President Obama signed the Small Business Jobs Act of 2010 (H.R. 5297) on September 27, 2010. The law contains the following major provisions that collectively are worth more than $12 billion in tax relief:
- Removes the heightened substantiation requirements and special depreciation rules for employer-provided cell phones under IRC §280A; currently, employers are denied a deduction for “listed property” such as cell phones unless business purpose and use are documented; employees must continue to include the value of any personal usage of their cell phone in income
- Allows a self-employment income deduction for 2010 health care expenses
- Provides a retroactive 2010 (one year only) 50% bonus depreciation available under IRC §168(k)
- Increases the §179 expensing limit to $500,000 for 2010 and 2011, and increases the phase-out threshold to $2 million for 2010 and 2011
- Increases the §195 start-up business expensing limit and phase-out from $5,000 and $50,000 to $10,000 and $60,000 respectively in 2010 and 2011
- Changes the carryback period for eligible small business credits under IRC §38 from one to five years.
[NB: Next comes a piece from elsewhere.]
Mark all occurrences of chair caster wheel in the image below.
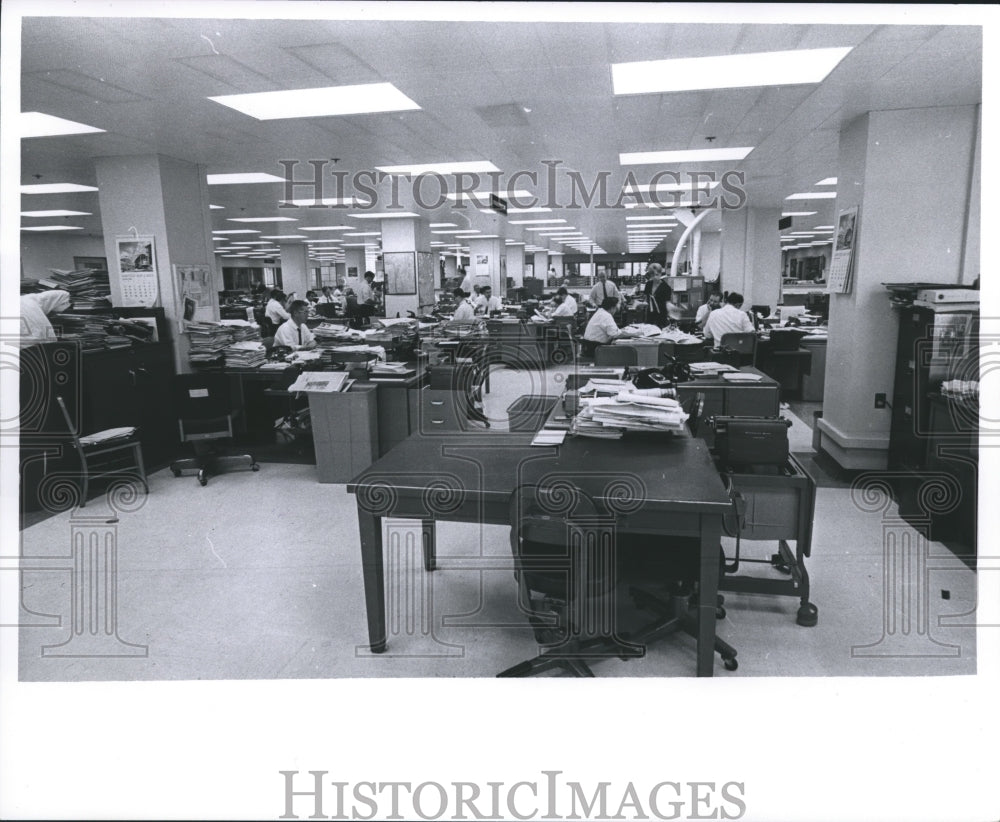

This affects the 2010 general business credits of sole proprietorships, partnerships and non-publicly traded corporations with $50 million or less in average annual gross receipts over the prior three years. Makes this item exempt from the alternative minimum tax (AMT), so that certain small business owners will actually benefit from the credits. Examples of business credits include the Employer Provided Child Care Credit and the Research and Development Tax Credit.
- Excuses an S corporation from the § 1374 built-in gain tax in 2011
- Limits the penalty for failure to report a listed transaction to 75% of the tax benefit, subject to a (i) Corporate maximum of $200,000 and minimum of $10,000, and (ii) Individual maximum of $100,000 and minimum of $5,000
- Amends IRC § 1202 to increase the exclusion from gross income of gain from the sale of qualified small business stock from 50% to 100% for stock acquired after the date of enactment and before December 31, 2011.
Several revenue raising tax provisions are used to pay for the bill, the most important of which are:
- Allows 401(k), 403(b) and governmental 457(b) rollovers into Roth accounts within the plan
- Allows Roth contributions to governmental 457(b) plans after 2010
- Expands 1099 reporting to require renters of real estate to report payments over $600 after 2010
- Increases penalties for failure to file informational returns
The law creates a $30 billion Small Business Lending Fund that allows the Treasury Department to make capital investments of up to 3% of risk-weighted assets in banks that have assets under $10 billion. The government investments occur on the condition the banks receiving this money make loans to small businesses, and meet other requirements.
Additionally, the Small Business Administration (SBA) receives increased authorization for lending, including the following:
- For dealers and manufacturers, the legislation will extend the life of the SBA’s Dealer Floor Plan Program (SBA DFP) to 2013. This program provides credit for certain retail goods for resale under an existing stimulus provision set to expire this month.
- Lending caps are raised from $2 million to $5 million if the loan proceeds will be used for specified public policy goals. Most of these loans are directed to energy production or conservation.
- Certain SBA loans fees are waived or reduced.
- Other SBA lending limits under certain programs are increased.
The law includes a number of smaller programs involving small business lending and encouragement. The amounts involved are too insignificant to have any meaningful impact to the economy as a whole. These provisions appear intended as either window dressing for political bragging or gifts to special interests. Additional provisions involve training for small businesses for items such as export assistance.
Most small businessmen would suggest that what they would really like is a more simplified tax code, and certainty over future tax rates. This new law provides neither of these wishes.